Interview with Angus Verley, ABC Country Hour


SUBJECTS: Food and Grocery Code of Conduct review; supermarket prices

HOST: Now, Federal Labor says it will use all options available to bring down grocery prices as it announces the appointment of former Labor Minister, Craig Emerson to head its review into the existing food and grocery code of conduct. But what will the review achieve? And could it actually lead to lower prices on supermarket shelves? And will it address accusations that the supermarkets are ripping off farmers and profiting at their expense? Ag Minister Murray Watt says supermarkets are underpaying farmers and overcharging consumers.

MURRAY WATT, MINISTER FOR AGRICULTURE, FISHERIES AND FORESTRY: Yeah, well I've been calling for several months now for supermarkets to do the right thing, both by farmers and consumers, because I think everyone can see it just doesn't pass the pub test for farmers to be being paid so little for their produce and consumers to be being charged so much. We have seen, in response to those calls, some action from supermarkets to drop some of their prices, particularly for things like sheep meat. But there's a long way to go. And what we hope to achieve through this review of the Code of Conduct for food and grocery industry is a lot more transparency from the supermarket chains and big retailers about what sort of prices they are paying producers. And that allows farmers to have a more level playing field when they're negotiating with wholesalers and retailers. But it also gives consumers a much bigger picture about what the sort of price differential is between what farmers are receiving and what consumers are paying.
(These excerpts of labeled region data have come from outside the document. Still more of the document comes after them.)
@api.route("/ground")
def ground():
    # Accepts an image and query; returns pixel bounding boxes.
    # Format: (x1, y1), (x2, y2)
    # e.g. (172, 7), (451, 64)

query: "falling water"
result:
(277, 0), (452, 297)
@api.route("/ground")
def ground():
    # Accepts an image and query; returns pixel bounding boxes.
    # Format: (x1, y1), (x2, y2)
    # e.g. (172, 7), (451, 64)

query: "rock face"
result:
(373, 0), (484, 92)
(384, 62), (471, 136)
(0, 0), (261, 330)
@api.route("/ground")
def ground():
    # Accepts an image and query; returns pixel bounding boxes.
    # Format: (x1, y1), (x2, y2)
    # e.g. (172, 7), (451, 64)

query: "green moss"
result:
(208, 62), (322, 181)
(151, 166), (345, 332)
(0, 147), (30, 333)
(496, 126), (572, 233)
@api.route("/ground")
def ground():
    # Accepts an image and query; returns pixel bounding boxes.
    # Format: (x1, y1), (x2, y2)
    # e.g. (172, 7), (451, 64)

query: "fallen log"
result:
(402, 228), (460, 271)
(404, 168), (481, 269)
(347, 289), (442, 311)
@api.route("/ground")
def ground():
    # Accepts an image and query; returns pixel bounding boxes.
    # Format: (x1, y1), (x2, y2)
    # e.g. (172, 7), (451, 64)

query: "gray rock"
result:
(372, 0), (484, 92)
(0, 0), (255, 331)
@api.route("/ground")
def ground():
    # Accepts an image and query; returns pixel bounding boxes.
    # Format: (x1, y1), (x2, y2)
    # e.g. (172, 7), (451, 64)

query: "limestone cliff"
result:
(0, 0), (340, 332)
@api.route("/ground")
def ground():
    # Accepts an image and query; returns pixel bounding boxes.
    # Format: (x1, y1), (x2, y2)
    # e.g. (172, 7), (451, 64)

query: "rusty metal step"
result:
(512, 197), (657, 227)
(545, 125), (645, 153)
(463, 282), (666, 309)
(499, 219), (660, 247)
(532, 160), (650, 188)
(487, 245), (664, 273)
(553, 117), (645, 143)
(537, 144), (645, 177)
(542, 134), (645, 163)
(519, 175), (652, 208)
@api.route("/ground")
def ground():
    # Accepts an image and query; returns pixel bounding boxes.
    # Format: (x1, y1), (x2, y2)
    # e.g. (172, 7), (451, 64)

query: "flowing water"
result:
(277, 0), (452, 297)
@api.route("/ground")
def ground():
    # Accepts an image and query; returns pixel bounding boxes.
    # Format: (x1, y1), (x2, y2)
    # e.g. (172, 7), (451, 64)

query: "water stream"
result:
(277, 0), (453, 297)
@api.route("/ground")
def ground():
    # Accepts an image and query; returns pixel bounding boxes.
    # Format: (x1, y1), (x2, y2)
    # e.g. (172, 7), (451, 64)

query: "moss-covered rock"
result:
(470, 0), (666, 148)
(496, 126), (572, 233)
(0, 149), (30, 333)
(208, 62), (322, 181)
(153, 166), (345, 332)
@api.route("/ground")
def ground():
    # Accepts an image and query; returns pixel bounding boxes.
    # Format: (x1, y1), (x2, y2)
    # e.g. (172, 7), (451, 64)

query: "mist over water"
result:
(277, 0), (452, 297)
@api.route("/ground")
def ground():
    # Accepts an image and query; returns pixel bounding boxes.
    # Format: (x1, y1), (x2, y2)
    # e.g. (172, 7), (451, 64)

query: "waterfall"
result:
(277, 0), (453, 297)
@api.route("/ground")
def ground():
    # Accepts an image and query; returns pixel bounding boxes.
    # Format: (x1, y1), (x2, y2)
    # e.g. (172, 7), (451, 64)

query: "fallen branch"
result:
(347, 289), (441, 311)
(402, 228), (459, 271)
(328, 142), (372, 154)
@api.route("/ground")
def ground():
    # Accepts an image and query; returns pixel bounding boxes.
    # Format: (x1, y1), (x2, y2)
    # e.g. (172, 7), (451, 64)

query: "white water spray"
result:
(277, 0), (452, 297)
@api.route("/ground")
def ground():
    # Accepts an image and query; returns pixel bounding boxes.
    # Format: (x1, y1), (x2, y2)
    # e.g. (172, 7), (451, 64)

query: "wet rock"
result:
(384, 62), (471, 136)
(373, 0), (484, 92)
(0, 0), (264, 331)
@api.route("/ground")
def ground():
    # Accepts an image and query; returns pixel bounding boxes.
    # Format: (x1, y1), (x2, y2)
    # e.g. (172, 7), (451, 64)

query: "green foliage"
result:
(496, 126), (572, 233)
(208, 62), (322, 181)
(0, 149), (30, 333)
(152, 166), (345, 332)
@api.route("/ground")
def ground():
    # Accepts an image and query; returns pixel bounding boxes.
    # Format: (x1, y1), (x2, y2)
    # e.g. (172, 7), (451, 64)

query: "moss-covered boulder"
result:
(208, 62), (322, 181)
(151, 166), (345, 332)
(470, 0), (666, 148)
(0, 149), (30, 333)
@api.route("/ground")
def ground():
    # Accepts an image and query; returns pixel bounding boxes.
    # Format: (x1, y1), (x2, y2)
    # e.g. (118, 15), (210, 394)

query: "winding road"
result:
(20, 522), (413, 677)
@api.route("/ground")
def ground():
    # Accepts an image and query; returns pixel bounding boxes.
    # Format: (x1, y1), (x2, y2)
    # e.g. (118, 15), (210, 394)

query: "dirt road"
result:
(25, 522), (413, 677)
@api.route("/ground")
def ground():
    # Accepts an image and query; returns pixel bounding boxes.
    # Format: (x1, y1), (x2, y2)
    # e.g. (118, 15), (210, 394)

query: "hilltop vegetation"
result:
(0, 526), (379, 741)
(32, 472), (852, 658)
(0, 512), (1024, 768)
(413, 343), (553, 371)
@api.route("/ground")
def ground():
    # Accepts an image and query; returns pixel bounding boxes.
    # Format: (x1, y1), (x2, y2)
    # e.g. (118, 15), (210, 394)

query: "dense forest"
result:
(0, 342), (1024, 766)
ANGUS VERLEY, REPORTER: How can you achieve both things, though? How can prices be brought down on supermarket shelves for consumers and at the same time, how can farmers be paid more for what they produce?

MURRAY WATT: Yeah the primary focus of this review will be looking at, as I say, the level of transparency between retailers and their suppliers and wholesalers. And I think it will achieve a lot to really overcome that situation where farmers just don't really know what prices the farmer up the road is getting when they're selling their produce to one of the retailers, and therefore they don't really know what price to be charging the retailers and the wholesalers themselves. But I think that improving that transparency and making sure that all of us know what the supermarkets and retailers are paying and how they're conducting their business more generally, that will really provide everyone with a much clearer picture. And I think, at the very minimum, put moral pressure on the retailers to do the right thing when they're setting their prices in supermarkets. If everyone has a better idea that a farmer is getting a very low price for their produce, it's pretty hard for the retailers to be able to justify charging a lot more on the supermarket shelves.

ANGUS VERLEY: Are the supermarkets essentially ripping off farmers and profiting at their expense?

MURRAY WATT: I think that there are definitely cases where that's happening. And as I say, no one can really explain the prices that consumers are paying when farmers are getting so little. And I do think there are cases where farmers are being ripped off by the market power that the supermarket chains have, and wholesalers along the way as well. We've seen so many examples now where farmers are really getting below the price of production for all of their hard work, and someone is making a lot of money and it's people further up the chain.

ANGUS VERLEY: Just taking a step back, what actually is the Food and Grocery Code and what function does it perform?

MURRAY WATT: Yeah, so the Food and Grocery Code of Conduct has been around for a few years now and it's a voluntary code - which is one of the issues in itself, and we'll be having a look at whether we should make some of the obligations mandatory on the retailers and wholesalers. But what it's really designed to do is to regulate the behaviour of people in the food and grocery chain - supply chain and provide some level of transparency. But clearly it's not working the way it's going at the moment, because we don't have the level of transparency, and farmers don't have that sort of information flowing through to them from retailers and wholesalers, and that's why we think it needs to be reviewed. So, as I say, the way it's structured at the moment is it's a voluntary code. But it's quite possible that as a result of this review, we may see that some of the obligations on retailers to make more information public may become mandatory rather than voluntary. It may be that we see much more effective complaints mechanisms for farmers to be able to use if they feel they're being ripped off, and it may result in much stronger penalties against retailers and wholesalers who do the wrong thing. So they're the kind of things that we're having a look at through this review.

ANGUS VERLEY: Do you actually foresee tangible benefits for both consumers and farmers out of this review in that - will consumers see lower prices, will farmers see better prices?

MURRAY WATT: I certainly would hope so. I mean, that's the point of doing this review. As I said, I've met many farmers around the country who raise with me the fact that when they go into negotiation with the retailers and wholesalers, they don't know what price really to be charging because they don't know what the farmer up the road is getting. That leaves them in a very weak bargaining power. And so I think that if we can make sure that the retailers and wholesalers are being a lot more open about what they're paying, what sort of supply mechanisms they're putting in place. I think that will level the playing field and hopefully will return better returns to farmers. And equally, as I say, I think there's nothing better than a bit of sunlight to expose what large companies are doing, and that should benefit supermarket customers when they go and buy their weekly groceries.